Just a guess, but it may be because of the created views. On 1.4.1, they still need allocations, but on 1.5 those are gone. I don’t have a build of 1.5 at hand, but if you try it out, that might explain the difference.

1 Like

Yeah it’s probably the views causing it. On a different note, I noticed that your second function got quite a bit faster by using @avx from LoopVectorization.jl:

function func2(arr1, arr2)
    @avx for row in axes(arr1, 2)
        for i in axes(arr2, 2)
            for j in 1:4
                arr1[j, row] = arr1[j, row] + arr2[j, i]
            end
        end
    end
    return arr1
end

The difference is

74.175 ms (0 allocations: 0 bytes) # Without @avx
7.488 ms (0 allocations: 0 bytes) # With @avx
3 Likes

I don’t know for sure, but it seems plausible that the culprit is the @views.
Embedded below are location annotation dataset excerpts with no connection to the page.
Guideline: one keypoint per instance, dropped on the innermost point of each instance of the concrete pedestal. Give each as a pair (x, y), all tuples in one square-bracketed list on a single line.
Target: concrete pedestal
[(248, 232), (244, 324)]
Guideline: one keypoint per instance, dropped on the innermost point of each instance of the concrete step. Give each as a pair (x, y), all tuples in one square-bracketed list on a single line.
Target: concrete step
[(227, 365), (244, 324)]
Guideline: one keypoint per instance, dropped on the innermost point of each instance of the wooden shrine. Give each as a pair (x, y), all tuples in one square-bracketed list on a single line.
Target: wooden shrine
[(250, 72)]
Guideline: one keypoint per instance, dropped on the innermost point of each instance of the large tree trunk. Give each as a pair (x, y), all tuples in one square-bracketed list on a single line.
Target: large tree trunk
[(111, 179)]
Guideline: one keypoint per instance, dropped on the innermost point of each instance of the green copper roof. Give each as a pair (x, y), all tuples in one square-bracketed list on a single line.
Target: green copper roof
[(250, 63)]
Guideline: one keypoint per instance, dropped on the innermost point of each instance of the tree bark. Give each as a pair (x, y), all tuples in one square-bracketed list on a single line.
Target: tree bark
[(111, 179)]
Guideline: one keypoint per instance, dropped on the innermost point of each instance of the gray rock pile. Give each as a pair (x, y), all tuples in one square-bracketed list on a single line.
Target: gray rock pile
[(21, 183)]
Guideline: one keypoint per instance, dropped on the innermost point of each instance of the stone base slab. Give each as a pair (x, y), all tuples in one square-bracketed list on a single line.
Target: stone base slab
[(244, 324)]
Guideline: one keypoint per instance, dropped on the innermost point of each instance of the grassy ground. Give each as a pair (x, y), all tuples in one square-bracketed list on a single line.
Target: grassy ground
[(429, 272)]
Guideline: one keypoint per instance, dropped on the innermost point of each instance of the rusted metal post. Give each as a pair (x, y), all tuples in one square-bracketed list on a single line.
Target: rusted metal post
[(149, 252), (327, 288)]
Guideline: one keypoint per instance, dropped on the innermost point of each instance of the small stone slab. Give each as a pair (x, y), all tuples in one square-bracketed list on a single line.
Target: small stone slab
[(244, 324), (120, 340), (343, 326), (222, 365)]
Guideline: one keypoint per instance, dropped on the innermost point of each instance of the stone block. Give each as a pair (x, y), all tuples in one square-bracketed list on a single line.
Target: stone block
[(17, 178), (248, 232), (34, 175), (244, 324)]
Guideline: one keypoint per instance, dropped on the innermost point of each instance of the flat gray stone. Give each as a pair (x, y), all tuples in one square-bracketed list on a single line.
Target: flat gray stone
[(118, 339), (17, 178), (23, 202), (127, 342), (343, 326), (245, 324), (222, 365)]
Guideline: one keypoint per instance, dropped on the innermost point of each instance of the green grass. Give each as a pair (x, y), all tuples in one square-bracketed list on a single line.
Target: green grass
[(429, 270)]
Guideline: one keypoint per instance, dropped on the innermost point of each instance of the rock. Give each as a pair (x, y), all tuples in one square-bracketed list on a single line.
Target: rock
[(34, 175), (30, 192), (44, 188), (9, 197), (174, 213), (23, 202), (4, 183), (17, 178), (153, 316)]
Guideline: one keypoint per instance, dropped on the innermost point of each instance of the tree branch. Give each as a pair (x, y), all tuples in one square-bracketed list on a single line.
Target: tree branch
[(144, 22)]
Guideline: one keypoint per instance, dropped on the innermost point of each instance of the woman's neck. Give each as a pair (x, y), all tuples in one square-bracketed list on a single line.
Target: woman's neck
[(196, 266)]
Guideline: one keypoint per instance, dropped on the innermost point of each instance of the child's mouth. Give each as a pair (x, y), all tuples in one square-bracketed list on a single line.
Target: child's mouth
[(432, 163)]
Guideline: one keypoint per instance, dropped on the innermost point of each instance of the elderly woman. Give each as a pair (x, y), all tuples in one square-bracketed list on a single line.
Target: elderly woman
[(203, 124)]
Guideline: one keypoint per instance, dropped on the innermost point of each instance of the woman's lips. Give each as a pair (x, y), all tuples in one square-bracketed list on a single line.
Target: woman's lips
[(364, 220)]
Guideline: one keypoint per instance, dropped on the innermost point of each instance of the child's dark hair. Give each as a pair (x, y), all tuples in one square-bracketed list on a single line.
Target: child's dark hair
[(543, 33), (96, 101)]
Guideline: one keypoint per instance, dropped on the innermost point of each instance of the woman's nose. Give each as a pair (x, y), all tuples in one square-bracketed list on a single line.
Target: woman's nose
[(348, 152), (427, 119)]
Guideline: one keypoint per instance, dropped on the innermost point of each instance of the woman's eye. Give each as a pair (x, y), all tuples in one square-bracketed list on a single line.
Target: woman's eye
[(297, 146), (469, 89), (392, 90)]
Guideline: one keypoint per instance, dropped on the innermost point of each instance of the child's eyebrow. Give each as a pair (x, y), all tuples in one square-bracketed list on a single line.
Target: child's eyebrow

Although much cheaper than copying the data, creating views is not entirely free, and since in your case you create a view for every four FLOP, the costs of creating all these views add up.

I am not sure whether this issue can be fixed. Obviously, the two functions which you posted could be replaced with

func3(arr1, arr2 ) = ( arr1 .= sum(arr2, dims=2) )

but I am assuming the posted code is intended as a MWE for something more complicated. Maybe a similar trick could work there?

1 Like

I don’t believe it is the views, as I already tried a similar example as you can see below where even using views, so long as I don’t broadcast over the 4-vectors I get 0 allocations.

function func3(arr1, arr2)
    for row in axes(arr1, 2)
        for i in axes(arr2, 2)
            v1, v2 = view(arr1, :, row), view(arr2, :, i)
            for j in 1:4
                arr1[j, row] = v1[j] + v2[j]
            end
        end
    end
    return arr1
end

@btime func3($arr1, $arr2) evals=1 samples=10 seconds=100
# 73.788 ms (0 allocations: 0 bytes)

It’s the combination of allocating views and broadcasting that’s the issue, I think. I’ll compile 1.5 and check.

1 Like

To reply to the other comments:

@baggiepinnen I’l be sure to check @avx out - thank you!

@ettersi It is indeed a MWE - the real code is a inner calibration loop for the Murchison Widefield Array (a low frequency radio telescope in Australia).

Julia v1.4.1:

julia> @btime func1($arr1, $arr2) evals=1 samples=10 seconds=100;
  738.942 ms (76800000 allocations: 3.43 GiB)

julia> @btime func2($arr1, $arr2) evals=1 samples=10 seconds=100;
  68.627 ms (0 allocations: 0 bytes)

master (of a couple of weeks ago):

julia> @btime func1($arr1, $arr2) evals=1 samples=10 seconds=100;
  195.516 ms (0 allocations: 0 bytes)

julia> @btime func2($arr1, $arr2) evals=1 samples=10 seconds=100;
  66.396 ms (0 allocations: 0 bytes)
3 Likes

@giordano That’s great to see they’ve magicked away the allocations - but now I wonder why the slowdown between the two versions on 1.5-master?